At his March 1 confirmation hearing, Butterfield said “Once I learned that special legislation would have little chance of passing the Senate and House, and that resolution one way or the other would probably take months, I did what I felt I had to do – wrote the letter to Secretary Seamans asking that my name be dropped from the retired roles.”

Butterfield was confirmed as Administrator on March 12. Four months later, on July 16, Butterfield etched his name in the pages of history when he testified before the Senate Watergate Committee and revealed the existence of President Nixon’s Oval Office tape recording system, which Butterfield had installed.

Although this was Butterfield’s only link to Watergate, it was a big one, and it hampered his ability to perform the FAA job adequately. After he left, he sought a Quesada-style private bill to restore his pension and benefits, but after debate on May 20, 1975, the Senate defeated the bill on a vote of 42 yeas, 47 nays. Butterfield never got his pension and benefits back.
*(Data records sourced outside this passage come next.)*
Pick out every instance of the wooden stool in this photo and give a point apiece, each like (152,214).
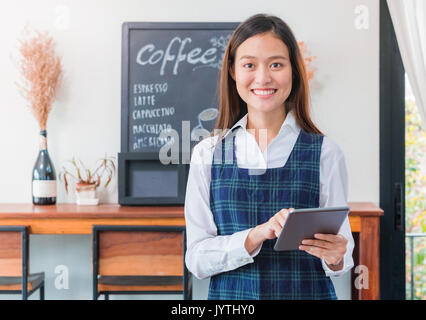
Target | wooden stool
(14,268)
(139,260)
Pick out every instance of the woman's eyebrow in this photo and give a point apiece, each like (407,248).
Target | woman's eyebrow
(269,58)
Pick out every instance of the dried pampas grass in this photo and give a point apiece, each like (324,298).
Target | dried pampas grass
(41,71)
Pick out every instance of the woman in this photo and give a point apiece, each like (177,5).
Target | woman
(266,158)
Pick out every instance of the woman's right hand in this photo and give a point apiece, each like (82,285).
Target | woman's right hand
(268,230)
1984. Congress enacted Public Law 98-256 on April 10, 1984, a McKee-style law allowing retired Navy Vice Admiral Donald Engen to remain on the retired list while serving as FAA Administrator. Engen served from April 1984 to July 1987.

1989. Congress enacted Public Law 101-47 on June 30, 1989, a McKee-style law allowing retired Navy Admiral Jim Busey to remain on the retired list while serving as FAA Administrator. Busey served from June 1989 to December 1991.

1991-1992. When Jim Busey moved up to Deputy Secretary of Transportation, George H.W. Bush again went to a retired officer, Air Force Major General Jerry Curry (who had been running NHTSA) to run the FAA, and Congress enacted Public Law 102-223, a McKee-style advance waiver, on his behalf. But when the attempt to get him confirmed before the end of session failed, things went south, with the White House ordering him to resign in early February and Curry at first refusing to do so (read this amazing Washington Post story for details). Curry eventually agreed to leave in late March and his nomination was formally withdrawn on April 9.

Bush then turned to another retired four-star, Air Force General Thomas Richards, to run the FAA, and Congress again enacted a McKee-style advance waiver (Public Law 102-308) on June 26, 1992. Richards served as Administrator for the remainder of Bush’s term.

The tally currently stands at five nominees given special dispensation in advance by law to serve while remaining on the retired list, one nominee who resigned from the retired list and later had his pension and benefits restored via a private Act of Congress, and one nominee who resigned from the retired list and never got his pension and benefits restored.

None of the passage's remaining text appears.